1PointFive could one day rival its parent, US-based Occidental, a leading oil and gas operator in the GCC and elsewhere. The branch office is working on a series of ventilation facilities that will extract carbon dioxide from the atmosphere and store it underground, and is planning a $1 billion-a-year, 1-million-ton plant in Texas.

Vesta adds sand made from the mineral olivine to the beaches. This both protects against sea erosion and captures carbon dioxide as underground minerals react. This is similar to the natural climate that forms the Earth’s long-term thermostat, but much faster.

44.01, led by Omani entrepreneur Talal Hassan, has a different spin on the same idea. It traps carbon dioxide and water in olivine-rich rocks, such as in the mountains of the United Arab Emirates and Oman, and in some other areas of the world. In January, the company agreed with ADNOC to start a pilot in Fujairah.

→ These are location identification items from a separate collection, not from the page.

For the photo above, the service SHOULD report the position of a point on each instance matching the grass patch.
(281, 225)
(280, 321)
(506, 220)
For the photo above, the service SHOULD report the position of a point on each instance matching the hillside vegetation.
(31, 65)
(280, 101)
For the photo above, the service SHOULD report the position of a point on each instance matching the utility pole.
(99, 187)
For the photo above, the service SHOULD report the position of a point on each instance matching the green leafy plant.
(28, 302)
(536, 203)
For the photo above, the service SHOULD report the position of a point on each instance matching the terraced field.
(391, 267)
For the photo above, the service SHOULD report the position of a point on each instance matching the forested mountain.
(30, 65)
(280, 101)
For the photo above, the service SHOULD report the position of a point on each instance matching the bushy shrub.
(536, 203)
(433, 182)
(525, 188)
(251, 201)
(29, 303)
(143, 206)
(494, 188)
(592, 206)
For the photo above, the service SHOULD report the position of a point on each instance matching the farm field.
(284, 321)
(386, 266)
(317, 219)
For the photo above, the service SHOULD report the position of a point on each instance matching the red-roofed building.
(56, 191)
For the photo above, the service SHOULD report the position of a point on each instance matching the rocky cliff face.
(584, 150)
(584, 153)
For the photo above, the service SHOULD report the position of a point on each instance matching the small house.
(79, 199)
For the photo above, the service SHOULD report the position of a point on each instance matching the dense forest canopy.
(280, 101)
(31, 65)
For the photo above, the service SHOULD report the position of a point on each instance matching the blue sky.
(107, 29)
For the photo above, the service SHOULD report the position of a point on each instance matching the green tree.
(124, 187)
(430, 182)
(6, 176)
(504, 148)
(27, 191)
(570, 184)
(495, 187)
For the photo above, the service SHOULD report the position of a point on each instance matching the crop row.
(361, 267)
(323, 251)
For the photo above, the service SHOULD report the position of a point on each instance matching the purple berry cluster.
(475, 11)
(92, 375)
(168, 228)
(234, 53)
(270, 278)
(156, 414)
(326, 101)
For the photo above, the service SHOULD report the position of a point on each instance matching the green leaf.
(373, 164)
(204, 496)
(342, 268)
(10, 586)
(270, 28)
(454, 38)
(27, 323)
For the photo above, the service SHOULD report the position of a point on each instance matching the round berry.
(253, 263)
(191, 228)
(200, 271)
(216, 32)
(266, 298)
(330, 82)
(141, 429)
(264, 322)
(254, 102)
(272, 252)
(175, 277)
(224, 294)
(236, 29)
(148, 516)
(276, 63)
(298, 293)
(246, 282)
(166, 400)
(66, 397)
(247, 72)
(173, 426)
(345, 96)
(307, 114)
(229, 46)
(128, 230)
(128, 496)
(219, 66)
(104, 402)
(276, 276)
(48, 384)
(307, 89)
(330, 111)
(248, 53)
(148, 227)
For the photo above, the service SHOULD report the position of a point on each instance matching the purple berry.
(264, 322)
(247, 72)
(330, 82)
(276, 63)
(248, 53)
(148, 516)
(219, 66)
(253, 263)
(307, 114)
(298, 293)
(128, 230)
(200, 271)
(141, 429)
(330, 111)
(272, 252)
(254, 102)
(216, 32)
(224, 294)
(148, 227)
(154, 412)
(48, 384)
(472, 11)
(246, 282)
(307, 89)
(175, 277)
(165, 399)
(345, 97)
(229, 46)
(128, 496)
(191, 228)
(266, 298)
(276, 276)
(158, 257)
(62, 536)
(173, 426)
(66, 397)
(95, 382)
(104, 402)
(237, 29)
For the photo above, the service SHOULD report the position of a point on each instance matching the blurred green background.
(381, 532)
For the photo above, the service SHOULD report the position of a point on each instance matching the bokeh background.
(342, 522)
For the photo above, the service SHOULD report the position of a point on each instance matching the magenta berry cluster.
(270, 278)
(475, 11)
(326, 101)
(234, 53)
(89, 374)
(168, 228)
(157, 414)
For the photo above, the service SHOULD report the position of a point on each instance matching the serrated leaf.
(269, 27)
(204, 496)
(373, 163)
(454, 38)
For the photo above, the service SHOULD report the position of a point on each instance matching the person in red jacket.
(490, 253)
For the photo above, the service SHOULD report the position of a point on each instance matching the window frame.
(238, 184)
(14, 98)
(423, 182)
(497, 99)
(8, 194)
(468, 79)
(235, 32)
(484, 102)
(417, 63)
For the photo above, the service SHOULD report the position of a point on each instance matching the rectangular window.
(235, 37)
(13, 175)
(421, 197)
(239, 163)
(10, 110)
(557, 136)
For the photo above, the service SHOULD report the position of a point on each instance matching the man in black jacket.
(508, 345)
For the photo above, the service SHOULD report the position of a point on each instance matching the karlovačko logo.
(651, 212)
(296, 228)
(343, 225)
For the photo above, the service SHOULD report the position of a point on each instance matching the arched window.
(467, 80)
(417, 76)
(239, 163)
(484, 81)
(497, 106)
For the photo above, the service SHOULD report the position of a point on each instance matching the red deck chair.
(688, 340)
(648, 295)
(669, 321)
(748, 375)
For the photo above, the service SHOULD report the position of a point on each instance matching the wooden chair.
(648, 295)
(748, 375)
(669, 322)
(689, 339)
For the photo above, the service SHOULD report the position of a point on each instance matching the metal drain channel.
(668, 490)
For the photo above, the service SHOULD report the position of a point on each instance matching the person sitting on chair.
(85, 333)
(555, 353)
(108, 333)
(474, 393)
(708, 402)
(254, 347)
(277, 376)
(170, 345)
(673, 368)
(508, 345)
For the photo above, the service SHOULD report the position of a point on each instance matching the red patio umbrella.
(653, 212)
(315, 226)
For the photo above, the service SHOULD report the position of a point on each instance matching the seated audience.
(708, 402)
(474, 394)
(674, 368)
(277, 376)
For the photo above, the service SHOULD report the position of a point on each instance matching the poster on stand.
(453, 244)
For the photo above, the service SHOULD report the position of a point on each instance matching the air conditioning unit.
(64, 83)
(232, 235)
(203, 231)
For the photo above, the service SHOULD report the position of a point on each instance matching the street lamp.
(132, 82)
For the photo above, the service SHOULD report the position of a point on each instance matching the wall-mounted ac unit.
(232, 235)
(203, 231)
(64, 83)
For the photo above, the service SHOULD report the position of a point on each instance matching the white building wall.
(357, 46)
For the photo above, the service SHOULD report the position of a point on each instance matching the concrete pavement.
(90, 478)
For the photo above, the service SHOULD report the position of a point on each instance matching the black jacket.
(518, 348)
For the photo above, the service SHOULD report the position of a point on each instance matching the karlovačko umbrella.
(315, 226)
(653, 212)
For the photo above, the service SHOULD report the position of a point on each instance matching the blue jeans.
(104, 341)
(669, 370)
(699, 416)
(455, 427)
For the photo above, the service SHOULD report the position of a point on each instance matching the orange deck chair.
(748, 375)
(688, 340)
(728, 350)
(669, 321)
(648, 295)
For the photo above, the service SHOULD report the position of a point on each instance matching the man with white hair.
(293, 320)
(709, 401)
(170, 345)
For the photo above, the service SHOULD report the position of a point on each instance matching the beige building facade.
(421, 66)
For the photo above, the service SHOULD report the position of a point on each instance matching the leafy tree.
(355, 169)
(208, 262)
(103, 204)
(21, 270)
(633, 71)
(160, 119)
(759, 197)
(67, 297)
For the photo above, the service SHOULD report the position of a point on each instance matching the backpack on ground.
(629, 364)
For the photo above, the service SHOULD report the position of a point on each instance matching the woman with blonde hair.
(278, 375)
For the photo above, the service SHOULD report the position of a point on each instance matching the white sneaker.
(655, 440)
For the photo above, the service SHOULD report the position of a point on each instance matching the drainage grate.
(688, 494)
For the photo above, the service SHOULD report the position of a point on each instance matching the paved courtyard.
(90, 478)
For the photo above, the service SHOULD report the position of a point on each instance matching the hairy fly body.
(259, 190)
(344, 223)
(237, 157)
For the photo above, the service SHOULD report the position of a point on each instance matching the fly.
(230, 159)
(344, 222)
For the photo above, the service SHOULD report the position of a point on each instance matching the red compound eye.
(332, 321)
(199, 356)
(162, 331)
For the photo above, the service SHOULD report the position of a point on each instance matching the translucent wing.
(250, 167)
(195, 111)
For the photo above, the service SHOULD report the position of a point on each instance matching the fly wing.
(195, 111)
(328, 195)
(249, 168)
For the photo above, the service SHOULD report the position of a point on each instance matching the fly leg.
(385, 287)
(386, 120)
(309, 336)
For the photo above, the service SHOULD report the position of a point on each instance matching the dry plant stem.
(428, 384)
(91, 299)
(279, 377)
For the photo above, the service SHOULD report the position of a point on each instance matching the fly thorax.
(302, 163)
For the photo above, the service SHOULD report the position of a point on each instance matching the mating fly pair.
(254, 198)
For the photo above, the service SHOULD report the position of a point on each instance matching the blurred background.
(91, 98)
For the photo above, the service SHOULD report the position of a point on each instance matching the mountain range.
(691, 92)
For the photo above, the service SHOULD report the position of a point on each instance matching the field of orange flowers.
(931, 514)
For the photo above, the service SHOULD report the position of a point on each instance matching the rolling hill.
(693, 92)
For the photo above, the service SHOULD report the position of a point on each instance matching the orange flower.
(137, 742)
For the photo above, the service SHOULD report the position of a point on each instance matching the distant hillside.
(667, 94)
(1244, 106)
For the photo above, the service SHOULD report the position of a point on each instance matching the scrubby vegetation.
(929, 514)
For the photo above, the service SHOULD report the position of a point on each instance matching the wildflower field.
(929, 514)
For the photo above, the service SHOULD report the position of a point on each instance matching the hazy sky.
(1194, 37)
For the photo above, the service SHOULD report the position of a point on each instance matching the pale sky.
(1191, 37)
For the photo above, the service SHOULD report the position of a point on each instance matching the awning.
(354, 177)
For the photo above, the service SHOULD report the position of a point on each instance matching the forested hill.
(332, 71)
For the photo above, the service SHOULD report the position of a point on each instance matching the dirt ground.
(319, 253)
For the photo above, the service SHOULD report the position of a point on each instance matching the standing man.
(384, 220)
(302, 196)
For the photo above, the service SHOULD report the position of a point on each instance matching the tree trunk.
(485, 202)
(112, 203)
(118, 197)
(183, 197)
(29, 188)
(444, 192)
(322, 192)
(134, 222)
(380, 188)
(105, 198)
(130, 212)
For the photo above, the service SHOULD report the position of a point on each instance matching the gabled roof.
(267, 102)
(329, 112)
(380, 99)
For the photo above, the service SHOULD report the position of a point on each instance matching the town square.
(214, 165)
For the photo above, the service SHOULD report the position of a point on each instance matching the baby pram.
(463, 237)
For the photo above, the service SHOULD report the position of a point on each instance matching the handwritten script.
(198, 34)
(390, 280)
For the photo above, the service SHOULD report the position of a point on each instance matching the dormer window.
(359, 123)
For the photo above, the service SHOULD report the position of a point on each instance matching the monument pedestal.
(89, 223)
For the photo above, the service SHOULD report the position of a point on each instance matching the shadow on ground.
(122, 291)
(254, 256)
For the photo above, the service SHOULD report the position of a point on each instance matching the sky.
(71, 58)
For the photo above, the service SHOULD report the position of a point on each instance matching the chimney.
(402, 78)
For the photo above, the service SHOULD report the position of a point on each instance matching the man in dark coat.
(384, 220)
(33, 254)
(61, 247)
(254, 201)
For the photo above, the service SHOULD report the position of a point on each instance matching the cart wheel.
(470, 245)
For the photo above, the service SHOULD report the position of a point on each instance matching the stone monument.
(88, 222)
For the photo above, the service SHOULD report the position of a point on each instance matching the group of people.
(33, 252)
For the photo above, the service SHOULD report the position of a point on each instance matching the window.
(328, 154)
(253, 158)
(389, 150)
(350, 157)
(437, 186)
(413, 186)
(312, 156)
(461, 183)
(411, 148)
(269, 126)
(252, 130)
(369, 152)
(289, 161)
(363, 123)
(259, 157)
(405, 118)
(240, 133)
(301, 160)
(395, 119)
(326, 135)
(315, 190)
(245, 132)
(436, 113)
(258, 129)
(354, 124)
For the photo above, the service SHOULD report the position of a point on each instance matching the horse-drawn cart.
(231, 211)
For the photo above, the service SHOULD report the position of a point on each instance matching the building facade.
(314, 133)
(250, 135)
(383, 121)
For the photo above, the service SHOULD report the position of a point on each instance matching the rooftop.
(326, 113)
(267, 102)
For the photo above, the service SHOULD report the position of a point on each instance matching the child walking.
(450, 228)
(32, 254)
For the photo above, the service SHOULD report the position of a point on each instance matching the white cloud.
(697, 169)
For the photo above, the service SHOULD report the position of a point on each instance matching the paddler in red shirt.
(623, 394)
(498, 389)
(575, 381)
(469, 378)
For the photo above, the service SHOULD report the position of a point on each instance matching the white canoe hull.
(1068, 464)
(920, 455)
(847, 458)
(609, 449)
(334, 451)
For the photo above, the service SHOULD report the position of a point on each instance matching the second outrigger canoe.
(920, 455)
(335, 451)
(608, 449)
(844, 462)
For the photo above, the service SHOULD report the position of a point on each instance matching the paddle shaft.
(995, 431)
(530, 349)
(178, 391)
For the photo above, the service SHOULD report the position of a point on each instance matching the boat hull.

Many more technologies and companies are represented at Climate Tech and no doubt others will compete for the award.

It’s important to be bold and take some chances to find great ideas that work on a massive scale in the real world.

The biggest prize is global carbon reduction, which makes the leading countries and corporations the winners.

Robin M. Mills is CEO of Gambling Energy and author of The Legend of the Oil Crisis.